To Inspect or Not to Inspect

If you build a house, obviously you're going to have to deal with various inspectors...there's no way around it. There seems to be more of a grey area when you're dealing with improvements to an existing home, however.

One school of thought says everything should be above board. When in doubt, get the inspector on the phone and line up to pay higher taxes when the assessment hits. These are the people that keep the public coffers from going bust (talking local here...the feds bust theirs year after year and it doesn't seem to matter). They have the distinct advantage of not having to worry about nasty surprises down the road due to unexpected problems with their home-improvement work, but they also have many more headaches along the way.

The opposing school of thought can be boiled down to a simple question. "Inspector? What inspector?"
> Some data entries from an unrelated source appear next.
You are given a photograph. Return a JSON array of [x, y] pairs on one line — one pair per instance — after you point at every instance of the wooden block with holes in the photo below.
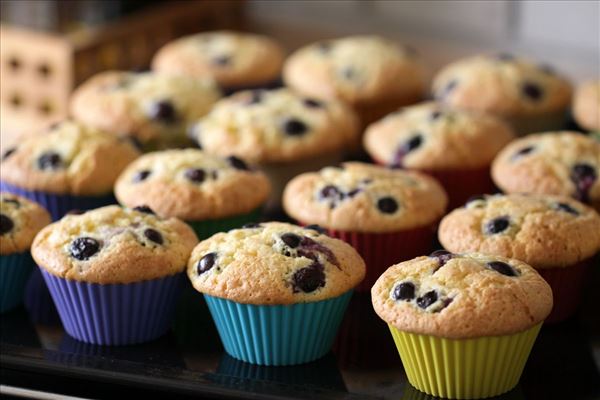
[[39, 70]]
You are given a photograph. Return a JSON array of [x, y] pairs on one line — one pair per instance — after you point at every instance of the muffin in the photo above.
[[586, 106], [70, 167], [556, 235], [277, 292], [533, 98], [373, 74], [235, 60], [279, 130], [386, 215], [20, 221], [562, 163], [154, 110], [211, 193], [464, 324], [113, 273], [457, 147]]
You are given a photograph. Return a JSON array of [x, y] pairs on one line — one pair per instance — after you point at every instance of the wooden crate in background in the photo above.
[[39, 70]]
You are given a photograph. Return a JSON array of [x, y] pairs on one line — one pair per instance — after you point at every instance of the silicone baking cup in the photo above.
[[278, 334], [464, 368], [59, 204], [207, 228], [115, 314], [14, 272]]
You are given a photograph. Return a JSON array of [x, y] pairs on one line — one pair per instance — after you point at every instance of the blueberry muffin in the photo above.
[[586, 106], [373, 74], [564, 163], [279, 284], [235, 60], [556, 235], [72, 166], [387, 215], [445, 308], [283, 132], [20, 221], [117, 268], [531, 97], [211, 193], [155, 110], [457, 147]]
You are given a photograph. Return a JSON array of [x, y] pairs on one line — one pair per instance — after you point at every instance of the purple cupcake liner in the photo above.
[[59, 204], [115, 314]]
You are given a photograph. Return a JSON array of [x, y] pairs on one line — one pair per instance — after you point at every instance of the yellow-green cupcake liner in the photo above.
[[464, 368]]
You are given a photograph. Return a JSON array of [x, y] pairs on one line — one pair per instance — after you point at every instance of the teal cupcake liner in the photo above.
[[207, 228], [278, 334], [14, 271]]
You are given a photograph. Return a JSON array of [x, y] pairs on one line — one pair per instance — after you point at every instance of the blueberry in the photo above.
[[153, 235], [237, 163], [83, 248], [427, 299], [141, 175], [49, 160], [294, 127], [404, 291], [195, 175], [206, 263], [387, 205], [496, 225], [6, 224], [502, 268]]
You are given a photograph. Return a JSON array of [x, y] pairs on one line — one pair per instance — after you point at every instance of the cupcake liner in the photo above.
[[382, 250], [277, 334], [567, 288], [14, 271], [115, 314], [464, 368], [207, 228], [59, 204]]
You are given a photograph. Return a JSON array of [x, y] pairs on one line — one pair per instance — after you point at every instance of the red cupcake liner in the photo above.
[[382, 250], [567, 288]]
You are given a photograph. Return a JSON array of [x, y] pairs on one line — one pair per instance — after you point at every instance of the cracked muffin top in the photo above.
[[114, 245], [274, 263], [462, 296]]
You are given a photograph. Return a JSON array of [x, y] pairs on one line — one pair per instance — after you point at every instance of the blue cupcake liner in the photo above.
[[59, 204], [14, 271], [278, 334], [115, 314]]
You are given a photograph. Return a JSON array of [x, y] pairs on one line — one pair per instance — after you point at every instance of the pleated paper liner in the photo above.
[[567, 288], [278, 334], [115, 314], [14, 272], [464, 368], [59, 204], [207, 228]]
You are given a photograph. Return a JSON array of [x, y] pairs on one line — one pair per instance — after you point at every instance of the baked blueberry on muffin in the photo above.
[[20, 221], [586, 106], [211, 193], [155, 110], [70, 167], [387, 215], [564, 163], [113, 273], [556, 235], [532, 97], [464, 324], [373, 74], [457, 147], [276, 291], [283, 132], [235, 60]]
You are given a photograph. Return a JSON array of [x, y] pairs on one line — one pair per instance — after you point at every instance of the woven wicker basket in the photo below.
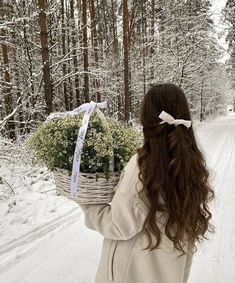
[[91, 190]]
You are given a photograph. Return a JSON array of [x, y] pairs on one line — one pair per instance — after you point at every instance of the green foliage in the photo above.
[[54, 143], [126, 141]]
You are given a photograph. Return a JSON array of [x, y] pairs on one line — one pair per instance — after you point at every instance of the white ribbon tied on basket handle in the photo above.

This is true of all the basic sectors of home improvement, from plumbing to electrical to cement work and everything in between. A few years ago, Dad bought a permit to reshingle his roof. Yes, that's right. He had to pay a tax to maintain his house. Gee, I hope this year they'll let me pay a bunch of money to shovel the snow off my walk.

All of this is pretty academic in our case. As I've mentioned, we needed to cover up the foam insulation in our basement with wallboard, and as part of that effort we needed to wire up some outlets for the outside basement wall. I considered not bothering to get it inspected, but there are just too many potential problems when foster kids will be living here, especially given the litigious public atmosphere these days. I can hear it now: "There was a fire? Naw, it couldn't be the severely disturbed pyromaniac 13-year-old they're taking care of...must be the wiring they didn't pay a boatload of cash to have inspected."

Sigh. We have to do two rounds of inspections. We have the outlets "roughed in", which means they're in place and the wire is run out and dug into channels in the insulation, but nothing is hooked up yet. I imagine this allows the inspector to see that we're using the proper guage of wire, that we're not hiding anything behind the wallboard, and that we haven't stashed any dead bodies behind the basement walls. Then, upon receiving that first blessing, we are allowed to continue on and put up the wallboard, finish wiring the outlets, and call for the second inspection.

At that point, either the inspector signs off on this stuff or I sic Sophie on him. That'll show 'im.

Man, but these foster kids had better be worth it.